Introduction

Currently land surface temperature (LST) data sets are computed from the satellite-based remotely sensed images with high temporal resolution at a moderate resolution scale, allowing the day and night monitoring of earth’s surface (Wan, 2013; 2014). An example being the LST acquisitions from MODerate-resolution Imaging Spectroradiometer (MODIS) on board the Aqua satellite (Liu et al. 2015; Miliaresis 2014b).

The LST data sets can be used to forward many research questions in landscape modelling (Voinov et al. 2004), in hydrologic processes simulation (Guo et al. 2016), in climate change research (Wilcke and Bärring 2016), in vegetation growth studies (Miliaresis 2014b).

The identification and mapping of thermal anomalies is a key issue in environmental analysis (Friedel 2012; Li et al. 2010). Miliaresis (2009) defined LST anomalies from a time series of LST imagery as regions presenting significantly higher or lower LST than their surrounding area. On the other hand, LST is correlated to elevation (H), latitude (LAT), and longitude (LON) so the quantification of thermal anomalies in vast regions is difficult (Miliaresis 2012c). In this context, Miliaresis (2012a, b) presented a method for H, LAT, LON decorrelation stretch of multi-temporal night monthly LST imagery. The method was extended to account for distance form the coastline and applied in vast regions in Zagros Ranges (Miliaresis 2013) and in Antarctica (Miliaresis 2014a).
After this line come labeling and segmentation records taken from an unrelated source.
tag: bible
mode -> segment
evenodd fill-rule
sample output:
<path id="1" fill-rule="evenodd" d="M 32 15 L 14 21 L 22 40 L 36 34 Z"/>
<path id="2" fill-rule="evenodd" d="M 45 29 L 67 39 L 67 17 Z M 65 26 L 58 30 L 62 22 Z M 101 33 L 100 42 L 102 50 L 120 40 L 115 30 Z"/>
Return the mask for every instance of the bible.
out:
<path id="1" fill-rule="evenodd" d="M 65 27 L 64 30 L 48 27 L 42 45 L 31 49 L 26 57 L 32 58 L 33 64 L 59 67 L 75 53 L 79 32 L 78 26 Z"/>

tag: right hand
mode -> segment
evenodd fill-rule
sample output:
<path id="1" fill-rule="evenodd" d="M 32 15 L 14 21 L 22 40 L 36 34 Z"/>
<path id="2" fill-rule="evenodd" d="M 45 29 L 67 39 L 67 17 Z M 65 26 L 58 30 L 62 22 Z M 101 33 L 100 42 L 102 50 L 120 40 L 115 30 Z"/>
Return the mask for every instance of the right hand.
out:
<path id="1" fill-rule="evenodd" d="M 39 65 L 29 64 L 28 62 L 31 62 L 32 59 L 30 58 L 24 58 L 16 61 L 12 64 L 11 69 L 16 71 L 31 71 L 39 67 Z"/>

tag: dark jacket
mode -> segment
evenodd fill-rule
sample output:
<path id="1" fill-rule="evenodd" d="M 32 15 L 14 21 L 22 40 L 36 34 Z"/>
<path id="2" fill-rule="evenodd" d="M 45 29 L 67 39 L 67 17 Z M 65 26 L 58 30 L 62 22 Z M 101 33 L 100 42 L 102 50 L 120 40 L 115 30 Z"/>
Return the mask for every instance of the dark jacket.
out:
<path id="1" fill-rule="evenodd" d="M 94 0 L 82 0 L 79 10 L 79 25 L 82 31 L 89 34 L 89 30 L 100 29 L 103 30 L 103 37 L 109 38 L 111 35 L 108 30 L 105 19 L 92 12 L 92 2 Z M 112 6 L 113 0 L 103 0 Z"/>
In the previous research efforts (Miliaresis 2012a, b, c, 2013, 2014a) the computation of PCs from the cross-correlation matrix resulted in the expression of thermal anomalies as normal scores and limited the environmental applications of the method. In addition the evaluation of thematic information content of the reconstructed imagery was based on the interpretation of the spatial pattern (cluster maps) and the temporal pattern (cluster centroids). Clustering applies a short of generalization that under certain circumstances could hide data characteristics (Miliaresis 2013, 2014a). Thus, there is the need to study and model the frequency distributions of the reconstructed LST data in an attempt to quantify the thermal anomalies.

A major improvement has been applied to the MODIS data products since a new processing algorithm is applied (Wan 2013) and the version 6 data products (Wan 2014) are gradually released to the public (MYD11C2.006 2016). Thus, there is also the need to evaluate the version 6, MODIS LST data in the context of SVR method.

The software implementation of the SVR method as well as data for a specific study area are not available to the public for testing and evaluation purposes. On the hand, the freely available version 4.0 of GNU OCTAVE data analysis and data modeling software is released (Octave 2015) that runs under any operating system (Windows, Linux and Mac OS X). Octave 4.0 includes a graphical user interface, support for object-oriented programming, better compatibility with Matlab, and many new and improved functions.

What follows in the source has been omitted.